OMCs will continue to struggle because the present attempt to cross-subsidise the retail consumer at the expense of the bulk user is not a great idea. Early reports suggest that diversion has already begun. Therefore, an increase in retail prices of about ten times this order will perhaps be needed to keep OMC finances intact. This can be done painlessly through incremental hikes. However, in doing so, the impact on inflation and growth could be serious, if the tax components in the retail price remain the same. The best way out is for the government to pass on the price entirely on the pre-tax price of retail petrol and diesel, protecting the OMCs, but reduce the excise duty and cess so that the consumer is protected. In that event, an increase of ₹9-12 a litre or even more can be carried out without creating a furore. The need to protect consumers from further fuel inflation becomes important at a time when imported inflation through other commodities is likely to be serious, with the current account too coming under some pressure.

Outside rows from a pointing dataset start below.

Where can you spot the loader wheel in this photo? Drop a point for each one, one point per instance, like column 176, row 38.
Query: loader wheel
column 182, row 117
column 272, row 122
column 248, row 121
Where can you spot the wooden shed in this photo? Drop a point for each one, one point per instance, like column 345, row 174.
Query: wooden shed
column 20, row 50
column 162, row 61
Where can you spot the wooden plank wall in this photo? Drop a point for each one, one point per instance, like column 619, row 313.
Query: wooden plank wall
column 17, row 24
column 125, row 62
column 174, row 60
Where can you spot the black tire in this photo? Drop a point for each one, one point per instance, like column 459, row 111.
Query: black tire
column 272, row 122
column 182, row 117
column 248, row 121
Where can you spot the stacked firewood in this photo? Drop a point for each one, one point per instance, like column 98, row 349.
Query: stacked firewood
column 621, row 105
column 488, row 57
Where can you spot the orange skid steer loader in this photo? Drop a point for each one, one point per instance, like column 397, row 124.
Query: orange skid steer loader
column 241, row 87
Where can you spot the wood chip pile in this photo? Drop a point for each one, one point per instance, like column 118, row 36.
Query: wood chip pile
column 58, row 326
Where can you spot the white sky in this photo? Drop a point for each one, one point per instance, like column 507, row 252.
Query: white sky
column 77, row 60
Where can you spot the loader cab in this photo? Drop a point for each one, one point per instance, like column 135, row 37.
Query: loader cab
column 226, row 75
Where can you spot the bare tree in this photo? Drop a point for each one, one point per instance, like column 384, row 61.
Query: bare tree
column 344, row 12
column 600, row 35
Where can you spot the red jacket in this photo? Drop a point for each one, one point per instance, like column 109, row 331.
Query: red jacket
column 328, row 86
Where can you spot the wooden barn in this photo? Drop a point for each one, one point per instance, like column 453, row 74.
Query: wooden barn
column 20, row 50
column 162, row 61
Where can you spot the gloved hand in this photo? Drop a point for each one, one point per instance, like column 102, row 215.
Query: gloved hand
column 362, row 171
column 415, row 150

The Centre reduced its excise duty on petrol and diesel by ₹5 a litre and ₹10 a litre, respectively, in November last year to provide some relief to the consumer. According to SBI Research, if the reduced excise duties continue through FY23, the revenue loss to the Centre could amount to ₹1-lakh crore, assuming an 8-10 per cent growth in fuel consumption. It should be willing to take an additional hit of about half this sum, using the cushion it has created in the Budget by underestimating revenue growth. That would significantly reduce the pass through of higher prices to the market. Besides, it could consider setting a trend by reducing reliance on fuels as an easy source of revenue (now over 20 per cent of the Centre’s indirect tax collections) and persuading States to do the same. The revenue loss should be weighed against the damage that inflation can cause. As for making market-linked fuel pricing more acceptable, the Centre should push oil companies to quickly cut pump rates when global prices fall. That has been its old failing.